CREATE(a:Person { name: "a" })-[:FRIENDS]->(b:Person {name : "b"}),
(a)-[:WORKS_AT]->(p:Business {name : "Mcdonalds"}),
(b)-[:WORKS_AT]->(p),
(c:Person { name: "c"})-[:FRIENDS]->(a),
(c:Person { name: "c"})-[:FRIENDS]->(b),
(d:Person { name: "d"})-[:FRIENDS]->(a)
return *

MATCH (c:Person {name: "c"}),(p:Business {name : "Mcdonalds"}), (d:Person { name: "d"}),(b:Person {name : "b"})
CREATE (c)-[:WORKS_AT]->(p),
(e:Person { name: "e"})-[:FRIENDS]->(c),
(d)-[:FRIENDS]->(c),
(d)-[:FRIENDS]->(e),
(f:Person { name: "f"})-[:FRIENDS]->(b),
(g:Person { name: "g"})-[:FRIENDS]->(b),
(i:Person { name: "i"})-[:FRIENDS]->(b),
(h:Person { name: "h"})-[:FRIENDS]->(b),
(j:Person { name: "j"})-[:FRIENDS]->(b),
(k:Person { name: "k"})-[:FRIENDS]->(b)
return *

MATCH (g:Person {name: "g"}),(f:Person {name: "f"}),(c:Person {name: "c"}), (e:Person {name: "e"})
CREATE (g)-[:FRIENDS]->(c),
(f)-[:FRIENDS]->(c),
(g)-[:FRIENDS]->(e)
return *

In my sample graph I would like select nodes a, b, c based on their :works_at relationship with McDonalds, then look at those nodes that have a :friends relationship and use those to conduct a Triangle Count. I've gotten a partial answer with:

CALL algo.triangleCount(
  'MATCH (p:Person)-[]-(:Person)-[:WORKS_AT]-(:Business {name : "Mcdonalds"}) RETURN id(p) as id',
  'MATCH (p1:Person)-[:FRIENDS]->(p2:Person) RETURN id(p1) as source, id(p2) as target',
  {concurrency:4, write:true, writeProperty:'triangle',graph:'cypher', clusteringCoefficientProperty:'coefficient'})
YIELD loadMillis, computeMillis, writeMillis, nodeCount, triangleCount, averageClusteringCoefficient  

But I'd like to have something closer to what is listed in the stream example in the documentation with a breakdown of nodeId (in this example node.name), triangles, and coefficient.

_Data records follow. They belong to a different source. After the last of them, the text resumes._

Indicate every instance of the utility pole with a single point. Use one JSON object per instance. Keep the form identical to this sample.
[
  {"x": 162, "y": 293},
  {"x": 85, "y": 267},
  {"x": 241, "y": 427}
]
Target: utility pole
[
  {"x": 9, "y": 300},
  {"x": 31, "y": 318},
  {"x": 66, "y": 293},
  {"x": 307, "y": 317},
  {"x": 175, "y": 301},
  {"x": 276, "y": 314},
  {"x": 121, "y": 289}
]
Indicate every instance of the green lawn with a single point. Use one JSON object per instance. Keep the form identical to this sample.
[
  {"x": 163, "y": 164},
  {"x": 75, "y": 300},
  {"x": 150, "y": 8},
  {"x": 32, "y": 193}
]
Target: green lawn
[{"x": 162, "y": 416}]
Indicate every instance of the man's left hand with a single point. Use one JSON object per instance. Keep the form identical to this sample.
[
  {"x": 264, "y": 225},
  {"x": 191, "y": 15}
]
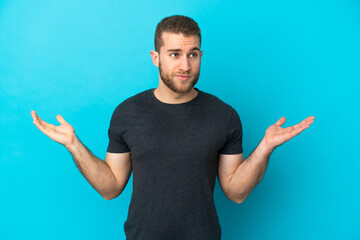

I have gotten closer with:

CALL algo.triangleCount.stream(
  'MATCH (p:Person)-[]-(:Person)-[:WORKS_AT]-(:Business {name : "Mcdonalds"}) RETURN id(p) as id',
  'MATCH (p1:Person)-[:FRIENDS]->(p2:Person) RETURN id(p1) as source, id(p2) as target',
  {concurrency:4, write:true, writeProperty:'triangle',graph:'cypher', clusteringCoefficientProperty:'coefficient'})
YIELD nodeId, triangles, coefficient 
MATCH (p:Person) WHERE id(p) = nodeId
RETURN p.id as name, triangles, coefficient  ORDER BY coefficient DESC

Solution

  • CALL algo.triangleCount.stream('match (p:Person)-[*1..2]-(b:Business) return p', '[]', {concurrency:4})
    YIELD nodeId, triangles, coefficient
    MATCH (p:Person) WHERE id(p) = nodeId
    RETURN p.name AS name, triangles, coefficient
    ORDER BY triangles
    

    Here's the answer I came up with. The key thing I was missing was understanding the difference between triangleCount and triangleCount.stream. Stream actually analyzes the data while the plain triangleCount merely provides stats on performance, counts, etc.